If you’d like to see the accompanying biography, and many more pictures of interesting women by lots of talented artists, you’ll have to swing by Swindon library, or grab a copy of the zine for yourself. Thanks to Julie for bringing so many women, some obscure and forgotten, back to light.

Kathrine Switzer by Myfanwy Tristram

Nice timing, Comix Creatrix

(Image by the House of Illustration)

I know it’s already been said by everyone, but the opening of the Comix Creatrix exhibition, featuring cartoons by 100 women, could hardly have been better timed, given the controversial (and plain wrong) statement from Franck Bondoux, executive officer of the Angouleme International Comics Festival:

“Unfortunately, there are few women in the history of comics”

To which, you can either stare open-mouthed, or you can point to some robust evidence. Like, hmm, I don’t know, let me see, an exhibition which highlights the work of one hundred talented female cartoonists (past and present) in one big, stunning bundle.

Obviously, this exhibition has been some time in the making, so it’s not a deliberate riposte, but it is a delicious one.

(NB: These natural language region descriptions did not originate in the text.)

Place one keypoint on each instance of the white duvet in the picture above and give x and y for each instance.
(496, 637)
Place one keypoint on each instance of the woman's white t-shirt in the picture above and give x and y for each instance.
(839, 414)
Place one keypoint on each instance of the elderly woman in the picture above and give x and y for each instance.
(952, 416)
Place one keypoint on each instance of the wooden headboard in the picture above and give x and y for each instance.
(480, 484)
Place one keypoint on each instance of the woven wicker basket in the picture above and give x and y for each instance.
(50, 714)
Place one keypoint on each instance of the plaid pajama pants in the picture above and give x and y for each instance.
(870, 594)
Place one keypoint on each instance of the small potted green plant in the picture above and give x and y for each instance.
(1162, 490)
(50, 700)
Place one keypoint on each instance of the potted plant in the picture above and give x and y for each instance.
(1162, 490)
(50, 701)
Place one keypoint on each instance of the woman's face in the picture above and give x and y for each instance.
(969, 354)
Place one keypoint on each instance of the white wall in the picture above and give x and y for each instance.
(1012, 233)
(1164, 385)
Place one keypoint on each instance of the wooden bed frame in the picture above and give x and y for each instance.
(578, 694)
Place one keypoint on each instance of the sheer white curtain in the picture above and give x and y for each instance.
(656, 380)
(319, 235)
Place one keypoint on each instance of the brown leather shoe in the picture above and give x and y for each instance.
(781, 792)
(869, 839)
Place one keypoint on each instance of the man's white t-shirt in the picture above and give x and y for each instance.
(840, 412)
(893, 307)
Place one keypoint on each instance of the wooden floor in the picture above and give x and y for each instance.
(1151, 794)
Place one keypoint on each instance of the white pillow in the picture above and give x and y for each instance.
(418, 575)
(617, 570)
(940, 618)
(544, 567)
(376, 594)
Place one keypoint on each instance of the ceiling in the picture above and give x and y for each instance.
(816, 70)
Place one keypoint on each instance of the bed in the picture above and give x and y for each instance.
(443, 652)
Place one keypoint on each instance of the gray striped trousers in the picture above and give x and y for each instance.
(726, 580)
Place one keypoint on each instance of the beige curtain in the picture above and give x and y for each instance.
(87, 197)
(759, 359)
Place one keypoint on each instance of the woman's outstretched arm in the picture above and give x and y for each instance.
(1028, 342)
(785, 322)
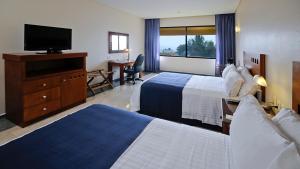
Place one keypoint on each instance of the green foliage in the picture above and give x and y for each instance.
(198, 46)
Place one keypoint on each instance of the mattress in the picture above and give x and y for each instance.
(175, 96)
(92, 138)
(169, 145)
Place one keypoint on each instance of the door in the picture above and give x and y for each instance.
(73, 89)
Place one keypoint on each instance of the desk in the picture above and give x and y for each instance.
(121, 65)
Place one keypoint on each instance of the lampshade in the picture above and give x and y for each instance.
(260, 80)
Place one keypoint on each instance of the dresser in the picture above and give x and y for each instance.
(40, 85)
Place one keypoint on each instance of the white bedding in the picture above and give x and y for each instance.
(202, 99)
(168, 145)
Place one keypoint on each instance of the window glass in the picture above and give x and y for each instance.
(122, 42)
(201, 46)
(115, 42)
(196, 41)
(172, 45)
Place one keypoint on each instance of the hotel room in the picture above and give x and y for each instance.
(140, 84)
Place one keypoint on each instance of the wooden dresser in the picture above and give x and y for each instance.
(39, 85)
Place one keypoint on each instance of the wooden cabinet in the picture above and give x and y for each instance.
(38, 85)
(72, 92)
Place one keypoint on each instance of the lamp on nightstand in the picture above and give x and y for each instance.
(261, 81)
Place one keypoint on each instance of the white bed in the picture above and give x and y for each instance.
(169, 145)
(201, 99)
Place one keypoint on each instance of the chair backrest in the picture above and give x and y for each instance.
(138, 64)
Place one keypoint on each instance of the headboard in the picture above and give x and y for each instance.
(257, 66)
(296, 87)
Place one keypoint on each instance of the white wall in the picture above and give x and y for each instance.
(272, 27)
(182, 64)
(89, 21)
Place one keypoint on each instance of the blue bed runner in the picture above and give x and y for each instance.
(161, 96)
(92, 138)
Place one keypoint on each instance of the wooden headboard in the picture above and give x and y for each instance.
(296, 87)
(257, 66)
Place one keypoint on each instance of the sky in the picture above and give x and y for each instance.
(174, 41)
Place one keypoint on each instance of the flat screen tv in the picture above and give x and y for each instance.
(51, 39)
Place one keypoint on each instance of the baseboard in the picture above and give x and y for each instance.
(2, 115)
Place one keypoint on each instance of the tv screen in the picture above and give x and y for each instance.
(52, 39)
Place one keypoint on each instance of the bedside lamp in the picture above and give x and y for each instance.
(127, 51)
(261, 81)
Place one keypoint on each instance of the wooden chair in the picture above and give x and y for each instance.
(104, 83)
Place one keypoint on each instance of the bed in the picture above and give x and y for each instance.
(99, 136)
(102, 137)
(296, 87)
(185, 98)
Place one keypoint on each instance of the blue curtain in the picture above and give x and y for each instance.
(152, 34)
(225, 32)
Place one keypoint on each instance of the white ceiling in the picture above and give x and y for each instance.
(173, 8)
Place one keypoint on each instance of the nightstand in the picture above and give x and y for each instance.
(229, 108)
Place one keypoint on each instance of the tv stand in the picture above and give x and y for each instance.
(37, 86)
(50, 51)
(54, 51)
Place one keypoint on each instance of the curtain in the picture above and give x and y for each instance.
(152, 46)
(225, 33)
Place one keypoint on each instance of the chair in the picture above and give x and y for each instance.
(136, 68)
(100, 85)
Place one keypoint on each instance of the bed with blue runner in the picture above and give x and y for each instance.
(92, 138)
(161, 96)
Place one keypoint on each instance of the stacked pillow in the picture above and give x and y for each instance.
(227, 69)
(238, 81)
(256, 141)
(249, 86)
(233, 81)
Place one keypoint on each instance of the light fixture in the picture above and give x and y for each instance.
(261, 81)
(237, 29)
(127, 51)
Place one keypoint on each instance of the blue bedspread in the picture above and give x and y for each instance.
(92, 138)
(161, 96)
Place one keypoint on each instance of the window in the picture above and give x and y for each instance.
(196, 42)
(118, 42)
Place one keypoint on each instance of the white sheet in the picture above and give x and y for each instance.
(202, 99)
(135, 97)
(168, 145)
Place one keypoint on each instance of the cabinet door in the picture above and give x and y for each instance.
(73, 89)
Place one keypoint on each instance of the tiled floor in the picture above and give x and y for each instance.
(118, 97)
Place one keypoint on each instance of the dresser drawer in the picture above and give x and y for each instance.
(41, 84)
(34, 112)
(41, 97)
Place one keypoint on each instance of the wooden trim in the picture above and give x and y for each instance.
(110, 34)
(296, 87)
(257, 66)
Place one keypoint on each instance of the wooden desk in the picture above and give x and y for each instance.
(121, 65)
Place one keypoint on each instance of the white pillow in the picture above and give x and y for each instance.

Has anyone invited Franck over to take a look? That’d be a great GoFundMe, wouldn’t it?

Comics Creatrix poster by Laura Callaghan
Comics Creatrix poster by Laura Callaghan

I managed to visit yesterday, on the first day of the exhibition, and enjoyed a good long couple of hours poring over every exhibit.

It’s a very encouraging exhibition for any comics artist, because it presents such a massive diversity of styles, materials and subject matter. Clearly, there’s no ‘wrong’.

It was also fascinating to see what a variety of size paper people use for their originals, from tiny sketchbook pages to vast A1 sheets. And it’s particularly reassuring to see the amount of tippex and paper cover-ups some of the artists use if they are unsatisfied with their original work:

Cluster Bombs by Leila Abdelrazaq
Cluster Bombs by Leila Abdelrazaq

Apologies for the not very high-quality phone snaps: here are some other pieces of work I enjoyed, in no particular order:

Fay Dalton Reaper Files: Buddy Holiday
Fay Dalton’s Reaper Files: Buddy Holiday

 

Barbara Yelin: Irmina
Barbara Yelin: Irmina

 

From Girl In Dior by Annie Goetzinger
From Girl In Dior by Annie Goetzinger

Frame from Returning Home by Cat O'Neil
From Returning Home by Cat O’Neil

There were many, many more I could have highlighted, including some old favourites that took me right back to my earliest interest in zines and comics.

My only criticism is that there’s no (physical) catalogue. There’s an app, for which you need to have an iPad, but boy, I would have loved to buy a big volume and see all these strips reproduced to examine again at my leisure.